De plus en plus, les décisions sont prises au niveau européen. Les Pays- Bas se réservent-ils de l'espace pour une politique propre au sein de l'Europe?

"C'est une question de jouer des coudes et je ne suis pas du genre à me laisser faire."

Le Nederlandse Gasgebouw est un modèle internationalement reconnu d'une collaboration réussie entre le secteur privé et le secteur publique. La structure a été modifiée il y a quelques années. Le réseau de conduites est actuellement totalement aux mains du gouvernement, mais néanmoins, le gouvernement est resté impliqué dans les activités commerciales de gaz via GasTerra. Cela va-t-il rester ainsi?

"Oui, c'est un choix stratégique voulu. Je trouve d'ailleurs que c'était une idée très judicieuse de séparer le réseau de distribution de la partie commerciale. C'est pourquoi je me suis tant engagée à cet effet dans le marché de l'électricité. Je pense que cela doit également se faire au niveau européen. C'est la meilleure garantie qu'à l'avenir nous gardions une certitude d'approvisionnement et qu'il y ait suffisamment d'innovation."

Cela sera difficile, car les Français et les Allemands ont des vues opposées. "Des vues opposées, non, ils désirent simplement protéger leur propre marché. Ce n'est pas bien et de plus en contradiction avec les règles de l'UE pour le marché interne. Il est inacceptable qu'un pays désire protéger son propre marché et que simultanément, il veut être actif dans les autres marchés. Je m'y opposerai donc toujours. Au sein de l'Europe, nous devons conclure des accords bien précis à ce sujet."

La politique climatique est également un dossier européen typique et bien sûr étroitement lié avec la politique énergétique et économique. Dans le cadre du protocole de Kyoto, il a été choisi pour un système de commerce des émissions et à présent, l'Union européenne propose de vendre les droits d'émission aux enchères. Pourquoi n'opterions-nous pas plutôt pour une forme plus directe et plus transparente et donc moins bureaucratique de la tarification du CO2, par exemple sous forme d'une taxation du CO2?

"Je ne sais pas encore si dans un système de vente aux enchères, tous les droits doivent être vendus aux enchères ou s'il faut choisir partiellement pour d'autres formes de taxation, par lesquelles celui qui est le moins efficace en énergie paie le plus.
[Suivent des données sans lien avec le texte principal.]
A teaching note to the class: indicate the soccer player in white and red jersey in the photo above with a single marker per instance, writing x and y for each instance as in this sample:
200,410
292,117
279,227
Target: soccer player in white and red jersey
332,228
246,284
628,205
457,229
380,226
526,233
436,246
La discussion est encore en cours. Je suis ouverte à tout, du moment que nous restons conscients qu'il ne s'agit pas d'organiser un beau système commercial, mais de diminuer les émissions."

Les entreprises qui utilisent beaucoup d'énergie, mais qui sont déjà très efficaces en énergie risquent d'être confrontées à une grosse augmentation des frais si l'on se met à vendre aux enchères. L'industrie a déjà prévenu qu'on risque ainsi de chasser ces entreprises d'Europe, ce qui engendrerait un carrousel de milliards sans pour autant rapporter des bénéfices pour l'environnement. Comment faut-il aborder ce problème?

"Je pense que quel que soit le système finalement choisi, c'est le pollueur qui doit payer. C'est pourquoi, je ne veux pas non plus que certaines industries vétustes et polluantes au bord de l'UE reçoivent une position d'exception et qu'elles puissent continuer à émettre beaucoup trop de CO2. Ce principe ne vaut d'ailleurs pas uniquement pour l'UE, mais également en dehors. Nous attellerions les bœufs derrière la charrue si l'Europe était seule à imposer des mesures restrictives, qui inciteraient des entreprises mondiales à investir ailleurs. D'une part, cela ne limiterait pas les émissions de CO2 et d'autre part, nous perdrions notre industrie. Ce n'est pas mon choix, vous vous en doutez bien."

L'Europe affirme pourtant vouloir donner l'exemple. Mais il n'y a aucune garantie que le reste du monde voudra suivre.

"En soi, il est certainement bon de jouer un rôle de précurseur au début, mais ensuite, il faut être certain que toute le monde regarde dans la même direction. Sinon, votre fonction d'exemple ne rapporte pas grand-chose."